Asmodeo se encontraba sentado frente a Uriel, observándolo en silencio. El ángel, de cabellos dorados y ojos ahora entre dorado y fucsia, reía suavemente mientras intentaba preparar el desayuno. Pero cada movimiento suyo parecía venir acompañado de una punzada de dolor invisible.
—Podrías dejarme hacerlo yo —murmuró Asmodeo acercándose.
—No —respondió Uriel con una sonrisa luminosa—. Si lo haces tú, la cocina arderá.
—Una sola vez… —protestó el ex-demonio, cruzándose de brazos—. Fue solo una vez.
—Sí, y todavía hay una pared que brilla azul —rió Uriel, llevándose una mano al pecho mientras la risa se apagaba por un segundo.
El dolor lo atravesó como una corriente eléctrica. Su rostro palideció y cayó de rodillas. Asmodeo, aterrado, lo sostuvo de inmediato. Pero en ese instante, una sombra emergió del pecho de Uriel.

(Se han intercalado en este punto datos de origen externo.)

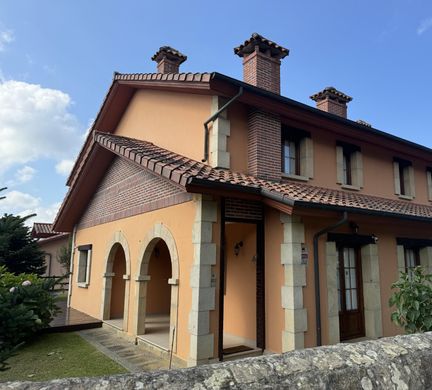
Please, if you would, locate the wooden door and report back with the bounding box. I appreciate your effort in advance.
[338,247,365,340]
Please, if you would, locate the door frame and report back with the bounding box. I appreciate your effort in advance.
[218,198,265,361]
[336,244,366,341]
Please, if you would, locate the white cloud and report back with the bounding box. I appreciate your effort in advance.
[0,30,14,51]
[0,191,61,226]
[417,17,432,35]
[15,165,36,183]
[56,160,74,176]
[0,80,82,173]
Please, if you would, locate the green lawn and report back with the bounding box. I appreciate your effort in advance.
[0,333,128,382]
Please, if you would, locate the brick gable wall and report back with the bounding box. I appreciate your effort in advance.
[78,157,192,228]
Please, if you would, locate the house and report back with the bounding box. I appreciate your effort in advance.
[54,34,432,365]
[31,222,70,276]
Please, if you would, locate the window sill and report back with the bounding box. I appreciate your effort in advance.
[397,194,414,200]
[341,184,361,191]
[281,172,309,181]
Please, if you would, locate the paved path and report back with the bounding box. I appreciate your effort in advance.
[78,328,173,372]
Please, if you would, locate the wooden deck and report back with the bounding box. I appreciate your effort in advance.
[42,301,102,333]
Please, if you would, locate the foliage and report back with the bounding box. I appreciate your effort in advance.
[0,266,58,369]
[0,214,46,275]
[0,333,127,380]
[57,236,72,272]
[389,266,432,333]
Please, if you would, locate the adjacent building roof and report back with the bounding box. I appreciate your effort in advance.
[95,132,432,220]
[31,222,63,238]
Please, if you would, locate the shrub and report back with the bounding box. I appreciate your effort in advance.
[389,266,432,333]
[0,267,59,369]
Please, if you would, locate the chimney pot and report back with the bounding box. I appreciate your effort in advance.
[310,87,352,118]
[234,33,289,94]
[151,46,187,73]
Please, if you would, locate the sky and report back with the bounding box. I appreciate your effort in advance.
[0,0,432,222]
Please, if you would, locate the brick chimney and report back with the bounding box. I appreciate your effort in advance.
[151,46,187,73]
[234,33,289,181]
[310,87,352,118]
[234,33,289,93]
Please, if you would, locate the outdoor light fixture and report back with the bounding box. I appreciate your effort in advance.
[234,241,243,256]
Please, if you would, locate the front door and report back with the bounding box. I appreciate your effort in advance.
[338,246,365,340]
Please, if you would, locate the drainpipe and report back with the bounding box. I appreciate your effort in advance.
[66,226,76,307]
[201,87,243,162]
[313,211,348,347]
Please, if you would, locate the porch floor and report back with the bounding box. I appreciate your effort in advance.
[137,314,170,351]
[42,301,102,333]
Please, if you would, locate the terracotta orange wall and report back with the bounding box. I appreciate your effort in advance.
[309,129,429,204]
[110,246,126,318]
[147,241,172,314]
[296,215,428,347]
[71,202,195,360]
[38,238,69,276]
[115,90,212,161]
[224,223,256,340]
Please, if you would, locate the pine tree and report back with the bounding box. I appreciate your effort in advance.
[0,214,46,275]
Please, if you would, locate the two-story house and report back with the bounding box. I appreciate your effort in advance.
[54,34,432,365]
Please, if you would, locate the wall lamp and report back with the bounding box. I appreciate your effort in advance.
[234,241,243,256]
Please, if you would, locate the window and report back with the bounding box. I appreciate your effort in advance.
[282,126,313,180]
[77,245,92,287]
[404,247,420,272]
[393,158,415,199]
[336,142,363,190]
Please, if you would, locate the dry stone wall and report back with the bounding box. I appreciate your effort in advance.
[5,332,432,390]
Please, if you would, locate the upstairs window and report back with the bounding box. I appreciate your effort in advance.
[336,142,363,190]
[77,245,92,287]
[282,126,313,181]
[393,158,415,199]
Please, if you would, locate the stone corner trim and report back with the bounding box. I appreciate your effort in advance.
[11,332,432,390]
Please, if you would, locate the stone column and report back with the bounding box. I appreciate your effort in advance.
[326,241,340,344]
[135,275,151,336]
[188,195,217,366]
[361,244,383,339]
[280,213,307,352]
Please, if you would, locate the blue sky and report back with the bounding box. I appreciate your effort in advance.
[0,0,432,222]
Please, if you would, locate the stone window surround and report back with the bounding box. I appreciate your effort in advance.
[134,222,180,353]
[393,157,415,200]
[101,230,130,332]
[325,241,383,344]
[76,245,92,288]
[336,143,363,191]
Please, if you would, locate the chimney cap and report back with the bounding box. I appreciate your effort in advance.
[151,46,187,65]
[234,33,289,59]
[310,87,352,104]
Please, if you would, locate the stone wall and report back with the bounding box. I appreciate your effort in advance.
[5,332,432,390]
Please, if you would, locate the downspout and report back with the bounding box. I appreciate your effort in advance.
[313,211,348,347]
[201,87,243,162]
[66,226,76,307]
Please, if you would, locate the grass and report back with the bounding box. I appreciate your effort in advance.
[0,333,128,382]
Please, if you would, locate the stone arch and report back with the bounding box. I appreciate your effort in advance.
[135,223,179,352]
[101,231,131,331]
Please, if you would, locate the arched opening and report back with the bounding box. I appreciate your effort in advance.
[102,232,130,330]
[135,223,179,352]
[145,240,172,345]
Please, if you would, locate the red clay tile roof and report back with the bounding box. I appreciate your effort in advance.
[114,72,212,83]
[31,222,62,238]
[95,132,432,220]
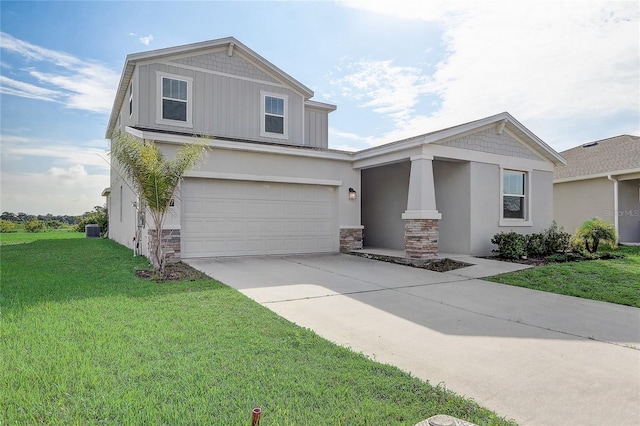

No era tangible, pero su presencia heló el aire. Una figura difusa, sin rostro, con ojos blancos como la luna.
—Otra vez tú —susurró Asmodeo.
La sombra giró hacia él. De su interior emanó una voz dulce, casi infantil, aunque cargada de frustración:
—Cada vez que lo tocas… duele.
Uriel alzó la cabeza con esfuerzo.
—No le hables así —murmuró con voz temblorosa—. Él no es tu enemigo.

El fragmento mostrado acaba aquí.